El valle amaneció inquieto.
La niebla no se movía. El viento no existía.
Era como si la naturaleza aguardara un desastre que ya sabía inevitable.
Amara despertó sobresaltada, su respiración entrecortada, y vio que Elías no estaba a su lado.
El eco vibraba dentro de su pecho como un corazón ajeno, pulsando más rápido de lo que podía soportar.
Bajó al taller y lo encontró de pie frente al lienzo, inmóvil.
Elías observaba una imagen que él NO había pintado:
un remolino dorado, desordenado, violento… y en su centro, a Amara, con el rostro tenso, atrapada entre sombras humanas.
—Elías… ¿qué es esto?
Él no respondió.
Sus ojos estaban perdidos, como si escuchara un llamado desde otra dimensión.
Amara se acercó lentamente y le tocó el rostro, obligándolo a regresar al presente.
—Mírame. Estoy aquí.
Elías respiró hondo, como si volviera del fondo del agua.
—El eco está cambiando.
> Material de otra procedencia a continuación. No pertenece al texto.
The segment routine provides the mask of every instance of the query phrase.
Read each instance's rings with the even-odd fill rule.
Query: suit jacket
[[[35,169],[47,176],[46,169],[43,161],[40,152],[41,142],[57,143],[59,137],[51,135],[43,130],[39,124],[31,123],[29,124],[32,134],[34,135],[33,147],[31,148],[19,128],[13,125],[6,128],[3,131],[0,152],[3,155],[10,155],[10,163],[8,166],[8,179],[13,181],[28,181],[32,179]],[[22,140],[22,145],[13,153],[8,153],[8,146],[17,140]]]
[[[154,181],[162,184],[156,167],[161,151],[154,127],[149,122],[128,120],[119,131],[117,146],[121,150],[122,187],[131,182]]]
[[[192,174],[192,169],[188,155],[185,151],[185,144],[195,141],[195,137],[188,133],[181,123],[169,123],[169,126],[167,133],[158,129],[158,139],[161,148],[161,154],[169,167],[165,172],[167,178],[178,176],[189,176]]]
Ya no responde a nuestras emociones…
Está respondiendo solo.
Antes de que pudiera decir más, un grito estremeció la casa.
La joven de ojos dorados cayó al suelo, arqueando la espalda, mientras chorros de luz dorada brotaban de sus manos.
Las otras almas despertadas comenzaron a comportarse de forma errática:
algunas lloraban, otras reían, otras gritaban nombres que no pertenecían a esta época.
El eco estaba desbordándose.
Amara corrió hacia la joven.
—¡Respira! ¡Conéctate conmigo! ¡No te pierdas!
Pero la joven la miró con un rostro que no era el suyo.
Sus ojos dorados brillaban con una intensidad casi dolorosa.
—No es ella —dijo Elías, poniéndose detrás de Amara—.
El eco está usando su cuerpo para manifestar algo.
La joven habló con una voz que no le pertenecía:
—El tiempo ha despertado… pero ustedes no están listos.
Lucien dio el primer movimiento.
Amara sintió un frío punzante recorrerle la espina dorsal.
Elías agarró su mano con fuerza, como si temiera perderla.
En ese momento, la puerta se abrió sola.
Lucien entró sin ruido, sin sombra, sin peso.
Parecía hecho de luz y oscuridad a la vez.
—No vine a lastimarlos —dijo él, con una tranquilidad perturbadora—.
Vine a mostrarles lo que ustedes mismos han provocado.
Amara se interpuso entre él y las almas.
—¿Qué hiciste?
Lucien la observó con una mezcla insondable de admiración y tristeza.
—El eco no es una amenaza, Amara.
Es una respuesta.
Ustedes lo liberaron cuando unieron sus memorias en el ciclo anterior.
Yo… solo aceleré lo inevitable.
Elías lo enfrentó, el tono firme, peligroso.
—¿Para qué?
¿Qué ganas con esto?
Lucien sonrió con una melancolía que dolía.
—Quiero ver si el amor puede sostener lo que creó.
Ustedes dos lo iniciaron.
Ahora veremos… si pueden soportar su peso.
La luz dorada comenzó a arder alrededor de Lucien, envolviéndolo en un resplandor cegador.
—Prepárense —susurró—.
El eco elegirá… y no siempre elegirá a quienes ustedes aman.
Y desapareció.
El silencio que dejó fue más aterrador que su presencia.
Amara se dejó caer de rodillas, temblando.
Elías la sostuvo, rodeándola con ambos brazos.
—Nos quiere dividir…
—No lo va a lograr —dijo ella con determinación quebrada—.
Mientras te tenga… no lo va a lograr.
Elías apoyó su frente contra la de ella.
Su respiración se mezcló con la de Amara, y en ese contacto, una chispa dorada surgió entre ambos… pero no era suave.
Era violenta.
Desesperada.
El eco estaba respondiendo a su amor.
Y también estaba intentando romperlo.